Tamara Hynd/Fernie Free Press
Brian Braconnier and Keith Farkas are very fortunate to be at home with their families tonight after a close encounter with a grizzly.
“We are so thankful we’re sitting here, the two of us, making these statements,” said Farkas. “Rather than our wives writing our obituaries.”
The two Fernie men who were attacked by a grizzly bear on Wednesday morning shared their story at a press conference late Thursday evening. Both men, in their mid thirties, were hiking along a basin heading for the side of a ridge with heavy elk trails on Mount Proctor when a mother grizzly attacked. The men said what happened in 30 seconds seemed like an eternity.
“I heard a growl and then we heard a second growl,” said Farkas. “Before we could even react, the grizzly was on us. She hit Brian in the back, knocked him over, took him downhill and out of my sight behind some shrubs. I couldn’t see what was going on. I could just hear him screaming my name and the bear growling. I saw a cub following her downhill and it was also growling. That’s when I reached for my (defender) shotgun that was strapped to the outside of my pack.”
“She hit me four times in total,” explained Braconnier. “On the third time, she grabbed my arm with her mouth and flung me through the air. When I landed, I grabbed my pepper spray. When she came at me again, she was at an arms distance as I used the bear spray on her. It deterred her but she still ran me over. In two lunges she was back up the hill towards Keith. I could hear him screaming but I couldn’t see a thing.”
Farkas continued, “I was fumbling with the straps on my backpack trying to get the gun off. I was fumbling with the shells trying to load my gun. I managed to load a shell. I saw her paws. I took one shot. She stood up and seemed to writhe in pain like the shot had connected with her. Like lightening, she was around a corner and coming at me airborne from above. She clawed me and pushed me back. I landed on my back in the most terrifying position with my head downhill and my feet uphill. I was screaming. Her face was one foot away from my boot and she turned around and left.”
“We knew we had to get out right away,” said Braconnier.
They grabbed Farkas’s backpack that the bears had dragged a few meters down the trail. The men left in the same direction they had come, looking over their shoulders in fear that the grizzly was coming back.

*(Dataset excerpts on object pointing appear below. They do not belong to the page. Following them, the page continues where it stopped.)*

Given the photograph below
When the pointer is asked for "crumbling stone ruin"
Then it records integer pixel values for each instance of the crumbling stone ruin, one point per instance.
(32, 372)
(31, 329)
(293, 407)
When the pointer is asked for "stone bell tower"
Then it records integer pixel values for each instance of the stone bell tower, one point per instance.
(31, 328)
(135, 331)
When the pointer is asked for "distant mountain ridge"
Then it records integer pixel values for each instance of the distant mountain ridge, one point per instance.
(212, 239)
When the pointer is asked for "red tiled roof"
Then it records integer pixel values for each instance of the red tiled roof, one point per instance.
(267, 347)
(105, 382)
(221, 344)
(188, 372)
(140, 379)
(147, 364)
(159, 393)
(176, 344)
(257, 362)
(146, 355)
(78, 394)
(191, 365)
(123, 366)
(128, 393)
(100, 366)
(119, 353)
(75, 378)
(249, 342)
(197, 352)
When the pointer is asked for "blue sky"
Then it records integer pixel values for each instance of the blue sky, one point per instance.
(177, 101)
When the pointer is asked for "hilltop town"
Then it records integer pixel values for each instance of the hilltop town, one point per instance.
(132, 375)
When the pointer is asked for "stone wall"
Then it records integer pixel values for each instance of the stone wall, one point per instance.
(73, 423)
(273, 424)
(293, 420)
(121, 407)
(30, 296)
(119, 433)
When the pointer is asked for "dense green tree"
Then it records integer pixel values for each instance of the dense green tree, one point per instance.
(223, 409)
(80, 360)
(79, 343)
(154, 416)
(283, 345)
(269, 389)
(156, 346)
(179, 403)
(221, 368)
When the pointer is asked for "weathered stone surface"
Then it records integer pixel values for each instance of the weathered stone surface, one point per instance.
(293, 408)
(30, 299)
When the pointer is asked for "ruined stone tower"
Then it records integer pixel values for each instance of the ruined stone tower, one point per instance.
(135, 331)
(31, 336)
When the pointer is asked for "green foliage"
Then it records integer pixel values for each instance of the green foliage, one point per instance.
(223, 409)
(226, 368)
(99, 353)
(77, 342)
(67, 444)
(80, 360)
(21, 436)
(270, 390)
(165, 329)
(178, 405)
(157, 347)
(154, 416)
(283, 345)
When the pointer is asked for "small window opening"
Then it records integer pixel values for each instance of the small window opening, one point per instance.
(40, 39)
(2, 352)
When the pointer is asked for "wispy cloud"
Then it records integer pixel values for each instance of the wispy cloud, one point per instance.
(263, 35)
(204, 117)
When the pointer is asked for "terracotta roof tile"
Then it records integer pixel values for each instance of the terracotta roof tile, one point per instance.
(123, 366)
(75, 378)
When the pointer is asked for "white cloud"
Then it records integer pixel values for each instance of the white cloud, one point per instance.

“We got to a safe zone,” said Farkas. “I was bleeding badly. I took off my shirt and put on bandages. I took a look at Brian’s hand. He had three cuts so I bandaged him too. Brian couldn’t see a thing. The pepper spray had hit him, the bear and me. Brian was practically blinded by the spray. We had an ok field (first aid) kit. I knew his wounds were worse than mine but I didn’t say anything to him. I just bandaged him up and said, ‘Come on. Let’s get going.'”
“I knew right away this was an extreme situation,” said Farkas. “I knew we had get down the mountain. We had to get home safe and I knew we had to go to the hospital.”

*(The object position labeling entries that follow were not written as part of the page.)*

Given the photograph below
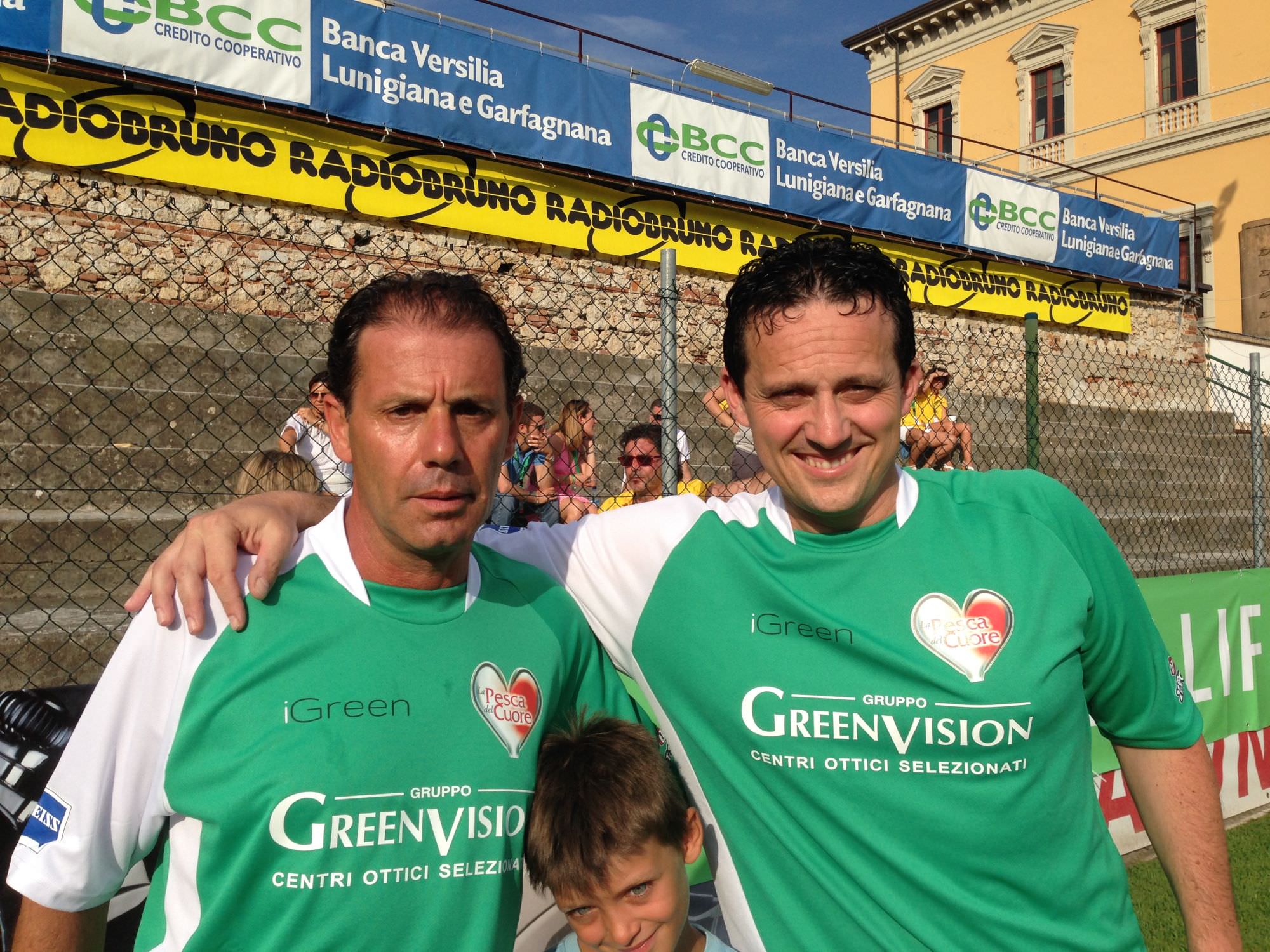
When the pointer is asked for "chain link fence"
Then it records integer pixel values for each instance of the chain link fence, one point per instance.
(153, 340)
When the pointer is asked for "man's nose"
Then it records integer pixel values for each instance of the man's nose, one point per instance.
(440, 441)
(830, 426)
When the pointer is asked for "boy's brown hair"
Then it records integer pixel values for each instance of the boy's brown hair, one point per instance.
(269, 470)
(604, 791)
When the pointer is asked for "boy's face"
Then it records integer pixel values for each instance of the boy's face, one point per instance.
(533, 435)
(645, 904)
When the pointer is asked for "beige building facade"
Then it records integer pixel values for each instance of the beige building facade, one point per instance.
(1172, 97)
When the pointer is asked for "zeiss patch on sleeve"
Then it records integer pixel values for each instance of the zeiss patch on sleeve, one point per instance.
(48, 822)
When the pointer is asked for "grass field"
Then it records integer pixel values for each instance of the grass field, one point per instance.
(1250, 868)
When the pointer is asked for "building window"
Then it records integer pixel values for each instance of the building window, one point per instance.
(1045, 63)
(1201, 253)
(935, 98)
(939, 129)
(1048, 103)
(1179, 63)
(1174, 37)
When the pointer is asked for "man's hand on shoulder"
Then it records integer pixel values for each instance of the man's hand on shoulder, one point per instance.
(265, 525)
(44, 930)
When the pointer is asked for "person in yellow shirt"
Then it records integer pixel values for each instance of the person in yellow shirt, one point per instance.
(928, 430)
(642, 461)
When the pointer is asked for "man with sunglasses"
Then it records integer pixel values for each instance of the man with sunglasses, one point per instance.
(308, 435)
(642, 464)
(885, 758)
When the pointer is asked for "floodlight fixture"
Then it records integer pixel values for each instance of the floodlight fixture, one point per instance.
(722, 74)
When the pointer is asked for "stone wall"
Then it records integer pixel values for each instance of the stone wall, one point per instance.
(97, 235)
(153, 337)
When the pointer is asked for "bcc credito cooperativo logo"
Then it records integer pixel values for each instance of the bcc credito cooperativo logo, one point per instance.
(231, 22)
(984, 213)
(718, 149)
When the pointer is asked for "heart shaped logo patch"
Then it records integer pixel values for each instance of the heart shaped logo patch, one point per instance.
(968, 637)
(510, 706)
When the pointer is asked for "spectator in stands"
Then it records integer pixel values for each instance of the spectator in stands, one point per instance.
(745, 461)
(642, 463)
(681, 441)
(308, 437)
(269, 470)
(929, 432)
(526, 491)
(573, 460)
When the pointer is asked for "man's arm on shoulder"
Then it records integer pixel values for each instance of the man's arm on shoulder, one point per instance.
(44, 930)
(265, 525)
(1177, 795)
(608, 562)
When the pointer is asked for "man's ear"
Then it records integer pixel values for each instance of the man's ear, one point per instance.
(337, 422)
(518, 411)
(912, 381)
(694, 835)
(736, 402)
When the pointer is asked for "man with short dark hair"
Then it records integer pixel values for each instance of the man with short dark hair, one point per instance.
(642, 464)
(356, 769)
(883, 758)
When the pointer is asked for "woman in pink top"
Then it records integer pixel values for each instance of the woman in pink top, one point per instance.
(573, 460)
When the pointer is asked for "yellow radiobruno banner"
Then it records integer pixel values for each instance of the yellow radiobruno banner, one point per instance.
(187, 142)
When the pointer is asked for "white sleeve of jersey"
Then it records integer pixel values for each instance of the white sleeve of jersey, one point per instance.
(610, 562)
(105, 807)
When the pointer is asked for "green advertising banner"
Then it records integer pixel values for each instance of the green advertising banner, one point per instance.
(1216, 630)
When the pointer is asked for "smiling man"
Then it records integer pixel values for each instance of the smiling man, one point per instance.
(356, 767)
(885, 758)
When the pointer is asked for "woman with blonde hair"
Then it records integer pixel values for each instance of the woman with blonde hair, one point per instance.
(269, 470)
(573, 460)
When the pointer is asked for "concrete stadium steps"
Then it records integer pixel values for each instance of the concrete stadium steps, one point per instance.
(120, 420)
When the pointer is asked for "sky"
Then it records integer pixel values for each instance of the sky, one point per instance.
(793, 44)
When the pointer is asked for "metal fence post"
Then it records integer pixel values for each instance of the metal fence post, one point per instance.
(1032, 389)
(670, 375)
(1259, 499)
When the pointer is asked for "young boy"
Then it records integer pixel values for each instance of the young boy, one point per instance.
(610, 835)
(526, 489)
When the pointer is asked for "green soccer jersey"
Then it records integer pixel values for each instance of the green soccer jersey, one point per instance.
(888, 731)
(354, 771)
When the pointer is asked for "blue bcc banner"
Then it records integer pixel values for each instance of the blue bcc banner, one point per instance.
(397, 72)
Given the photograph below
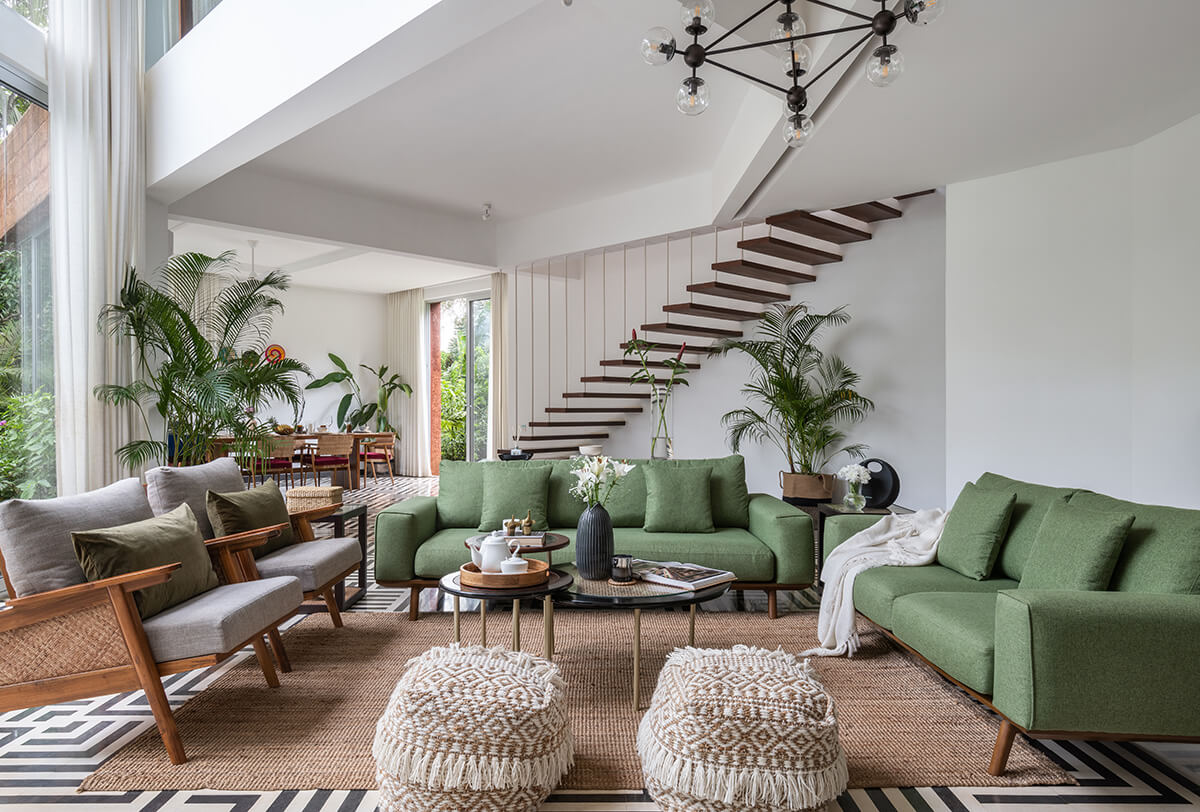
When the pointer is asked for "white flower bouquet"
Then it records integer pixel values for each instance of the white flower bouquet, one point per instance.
(597, 476)
(855, 474)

What normally takes them two hours to hike, took them one hour to get down the mountain.
When asked what they might do differently, Braconnier stated he would be more cautious of noises while Farkas said he will practice loading a shotgun as if it were a timely, stressful situation.
Both men look remarkably healthy but their wounds are deep both emotionally and physically. Braconnier suffered injuries to his arms, legs and right wrist. Somehow her teeth managed to miss the main vein in his wrist by millimeters when she threw him through the air. His legs are scratched and bruised from being ” bounced around” by the bear.
Farkas has puncture wounds on both arms from the bear’s claws so large that you could stick your finger into them. His left arm is swollen from the impact and it does not have full range of motion yet.
“Both gentlemen did nothing wrong,” said CO Sgt. Joe Caravetta. “They’re smart. They were prepared. They had different levels of defense and they had a gun that wasn’t even loaded. The men were not hunting. They were out for a walk to do some scouting for their next elk hunt this fall.”
“Three conservation officers looked for the grizzly for two days and we were unable to find any evidence that the bear had been seriously injured,” said Caravetta. “We searched that area with a fine-toothed comb and no blood was found. It’s possible that the bear got hit and it’s possible that it didn’t.”
COS closed their investigation at 6 pm on Thursday.
The Fairy Creek and Mount Proctor Recreation area remains closed but will reopen Friday morning.